Re: Network stack changes

Joe Holden Tue, 24 Sep 2013 01:48:49 -0700

On 24/09/2013 08:58, Marko Zec wrote:

On Tuesday 24 September 2013 00:46:46 Sami Halabi wrote:

Hi,

http://info.iet.unipi.it/~**luigi/papers/20120601-dxr.pdf<http://info.i
et.unipi.it/~luigi/papers/20120601-dxr.pdf>
http://www.nxlab.fer.hr/dxr/**stable_8_20120824.diff<http://www.nxlab.f
er.hr/dxr/stable_8_20120824.diff>


I've tried the diff in 10-current, applied cleanly but had errors
compiling new kernel... is there any work to make it work? i'd love to
test it.


Even if you'd make it compile on current, you could only run synthetic tests
measuring lookup performance using streams of random keys, as outlined in
the paper (btw. the paper at Luigi's site is an older draft, the final
version with slightly revised benchmarks is available here:
http://www.sigcomm.org/sites/default/files/ccr/papers/2012/October/2378956-2378961.pdf)

I.e. the code only hooks into the routing API for testing purposes, but is
completely disconnected from the forwarding path.

aha!  How much work would it be to enable it to be used?

We have a prototype in the works which combines DXR with Netmap in userspace
and is capable of sustaining well above line rate forwarding with
full-sized BGP views using Intel 10G cards on commodity multicore machines.
The work was somewhat stalled during the summer but I plan to wrap it up
and release the code until the end of this year.  With recent advances in
netmap it might also be feasible to merge DXR and netmap entirely inside
the kernel but I've not explored that path yet...

mmm, forwarding using netmap would be pretty awesome...

Marko

Sami


On Sun, Sep 22, 2013 at 11:12 PM, Alexander V. Chernikov <

[email protected]> wrote:

On 29.08.2013 15:49, Adrian Chadd wrote:

Hi,


Hello Adrian!
I'm very sorry for the looong reply.

There's a lot of good stuff to review here, thanks!

Yes, the ixgbe RX lock needs to die in a fire. It's kinda pointless to
keep locking things like that on a per-packet basis. We should be able
to do this in a cleaner way - we can defer RX into a CPU pinned
taskqueue and convert the interrupt handler to a fast handler that
just schedules that taskqueue. We can ignore the ithread entirely
here.

What do you think?


Well, it sounds good :) But performance numbers and Jack opinion is
more important :)

Are you going to Malta?

Totally pie in the sky handwaving at this point:

* create an array of mbuf pointers for completed mbufs;
* populate the mbuf array;
* pass the array up to ether_demux().

For vlan handling, it may end up populating its own list of mbufs to
push up to ether_demux(). So maybe we should extend the API to have a
bitmap of packets to actually handle from the array, so we can pass up
a larger array of mbufs, note which ones are for the destination and
then the upcall can mark which frames its consumed.

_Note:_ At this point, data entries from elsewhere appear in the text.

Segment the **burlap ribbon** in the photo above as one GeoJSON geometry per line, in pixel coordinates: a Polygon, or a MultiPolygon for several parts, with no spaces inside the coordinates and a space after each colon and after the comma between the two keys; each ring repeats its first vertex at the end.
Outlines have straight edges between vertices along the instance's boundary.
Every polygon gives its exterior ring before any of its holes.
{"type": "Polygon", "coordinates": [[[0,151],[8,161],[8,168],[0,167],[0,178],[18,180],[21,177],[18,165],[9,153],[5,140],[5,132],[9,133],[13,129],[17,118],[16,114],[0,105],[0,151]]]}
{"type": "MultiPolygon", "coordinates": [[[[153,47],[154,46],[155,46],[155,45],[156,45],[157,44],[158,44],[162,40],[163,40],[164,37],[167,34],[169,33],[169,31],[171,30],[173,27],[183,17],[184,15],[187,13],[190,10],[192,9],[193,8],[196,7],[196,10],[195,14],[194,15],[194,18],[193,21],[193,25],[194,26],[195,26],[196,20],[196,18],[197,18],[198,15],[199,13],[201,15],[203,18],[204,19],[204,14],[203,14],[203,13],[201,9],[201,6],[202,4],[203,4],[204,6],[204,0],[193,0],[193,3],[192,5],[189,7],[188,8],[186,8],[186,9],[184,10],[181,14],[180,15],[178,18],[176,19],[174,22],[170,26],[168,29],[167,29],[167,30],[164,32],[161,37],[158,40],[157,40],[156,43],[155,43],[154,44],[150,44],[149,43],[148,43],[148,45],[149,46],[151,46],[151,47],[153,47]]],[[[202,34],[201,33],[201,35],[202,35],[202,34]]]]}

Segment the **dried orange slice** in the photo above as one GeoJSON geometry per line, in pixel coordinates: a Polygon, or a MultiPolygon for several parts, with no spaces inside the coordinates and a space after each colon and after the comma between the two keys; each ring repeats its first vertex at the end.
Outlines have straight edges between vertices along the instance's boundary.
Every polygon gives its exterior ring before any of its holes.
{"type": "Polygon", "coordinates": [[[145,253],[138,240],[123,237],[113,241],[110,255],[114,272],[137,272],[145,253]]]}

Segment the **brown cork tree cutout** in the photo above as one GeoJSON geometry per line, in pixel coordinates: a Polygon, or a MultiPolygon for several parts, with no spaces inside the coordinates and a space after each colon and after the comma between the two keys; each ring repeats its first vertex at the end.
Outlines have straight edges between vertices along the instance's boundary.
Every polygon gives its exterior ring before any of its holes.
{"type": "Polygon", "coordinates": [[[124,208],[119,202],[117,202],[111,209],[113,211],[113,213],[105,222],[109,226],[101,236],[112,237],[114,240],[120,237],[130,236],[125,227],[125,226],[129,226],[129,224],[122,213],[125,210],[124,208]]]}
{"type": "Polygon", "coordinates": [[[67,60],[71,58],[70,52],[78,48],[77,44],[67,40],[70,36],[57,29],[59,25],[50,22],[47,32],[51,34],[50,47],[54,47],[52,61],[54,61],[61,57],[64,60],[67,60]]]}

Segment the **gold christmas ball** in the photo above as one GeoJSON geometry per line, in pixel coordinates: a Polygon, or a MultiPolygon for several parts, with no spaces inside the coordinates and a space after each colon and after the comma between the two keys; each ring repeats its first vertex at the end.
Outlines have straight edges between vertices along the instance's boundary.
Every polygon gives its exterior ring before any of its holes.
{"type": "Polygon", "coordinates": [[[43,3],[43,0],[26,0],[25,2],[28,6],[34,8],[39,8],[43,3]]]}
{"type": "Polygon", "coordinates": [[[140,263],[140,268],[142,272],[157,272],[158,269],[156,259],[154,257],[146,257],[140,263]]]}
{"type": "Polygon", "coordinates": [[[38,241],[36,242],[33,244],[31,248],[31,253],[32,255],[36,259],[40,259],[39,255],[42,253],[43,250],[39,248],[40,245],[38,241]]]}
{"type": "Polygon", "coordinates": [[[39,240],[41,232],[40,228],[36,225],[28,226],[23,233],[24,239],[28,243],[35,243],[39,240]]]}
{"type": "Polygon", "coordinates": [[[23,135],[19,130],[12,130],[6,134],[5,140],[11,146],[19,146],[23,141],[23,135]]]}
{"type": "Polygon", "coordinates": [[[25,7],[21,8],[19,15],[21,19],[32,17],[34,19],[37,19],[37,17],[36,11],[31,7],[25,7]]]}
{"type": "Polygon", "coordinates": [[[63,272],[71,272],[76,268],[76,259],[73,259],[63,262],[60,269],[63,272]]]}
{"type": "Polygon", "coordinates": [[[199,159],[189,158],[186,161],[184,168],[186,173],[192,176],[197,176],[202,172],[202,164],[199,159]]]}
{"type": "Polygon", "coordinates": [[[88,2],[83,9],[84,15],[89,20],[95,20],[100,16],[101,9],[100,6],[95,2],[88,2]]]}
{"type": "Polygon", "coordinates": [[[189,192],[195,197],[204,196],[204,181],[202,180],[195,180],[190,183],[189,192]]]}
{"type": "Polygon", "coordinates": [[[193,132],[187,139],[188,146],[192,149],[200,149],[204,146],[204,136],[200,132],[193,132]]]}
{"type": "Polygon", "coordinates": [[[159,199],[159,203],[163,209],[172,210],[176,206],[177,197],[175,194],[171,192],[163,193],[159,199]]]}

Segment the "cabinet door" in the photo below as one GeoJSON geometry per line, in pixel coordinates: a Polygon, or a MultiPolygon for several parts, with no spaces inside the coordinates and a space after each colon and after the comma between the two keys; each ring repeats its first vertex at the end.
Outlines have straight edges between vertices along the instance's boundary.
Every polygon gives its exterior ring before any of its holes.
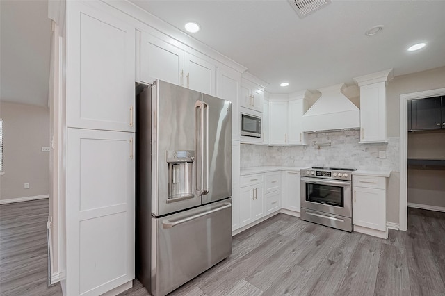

I specifically wonder how much work/benefit we may see by doing:

* batching packets into lists so various steps can batch process
things rather than run to completion;
* batching the processing of a list of frames under a single lock
instance - eg, if the forwarding code could do the forwarding lookup
for 'n' packets under a single lock, then pass that list of frames up
to inet_pfil_hook() to do the work under one lock, etc, etc.


I'm thinking the same way, but we're stuck with 'forwarding lookup' due
to problem with egress interface pointer, as I mention earlier. However
it is interesting to see how much it helps, regardless of locking.

Currently I'm thinking that we should try to change radix to something
different (it seems that it can be checked fast) and see what happened.
Luigi's performance numbers for our radix are too awful, and there is a
patch implementing alternative trie:
http://info.iet.unipi.it/~**luigi/papers/20120601-dxr.pdf<http://info.i
et.unipi.it/~luigi/papers/20120601-dxr.pdf>
http://www.nxlab.fer.hr/dxr/**stable_8_20120824.diff<http://www.nxlab.f
er.hr/dxr/stable_8_20120824.diff>

Here, the processing would look less like "grab lock and process to
completion" and more like "mark and sweep" - ie, we have a list of
frames that we mark as needing processing and mark as having been
processed at each layer, so we know where to next dispatch them.

I still have some tool coding to do with PMC before I even think about
tinkering with this as I'd like to measure stuff like per-packet
latency as well as top-level processing overhead (ie,
CPU_CLK_UNHALTED.THREAD_P / lagg0 TX bytes/pkts, RX bytes/pkts, NIC
interrupts on that core, etc.)


That will be great to see!

Thanks,



-adrian


______________________________**_________________
[email protected] mailing list
http://lists.freebsd.org/**mailman/listinfo/freebsd-net<http://lists.fr
eebsd.org/mailman/listinfo/freebsd-net> To unsubscribe, send any mail to
"freebsd-net-unsubscribe@**freebsd.org<freebsd-net-unsubscribe@freebsd.
org> "


--
Sami Halabi
Information Systems Engineer
NMS Projects Expert
FreeBSD SysAdmin Expert


On Sun, Sep 22, 2013 at 11:12 PM, Alexander V. Chernikov <

[email protected]> wrote:

On 29.08.2013 15:49, Adrian Chadd wrote:

Hi,


Hello Adrian!
I'm very sorry for the looong reply.

There's a lot of good stuff to review here, thanks!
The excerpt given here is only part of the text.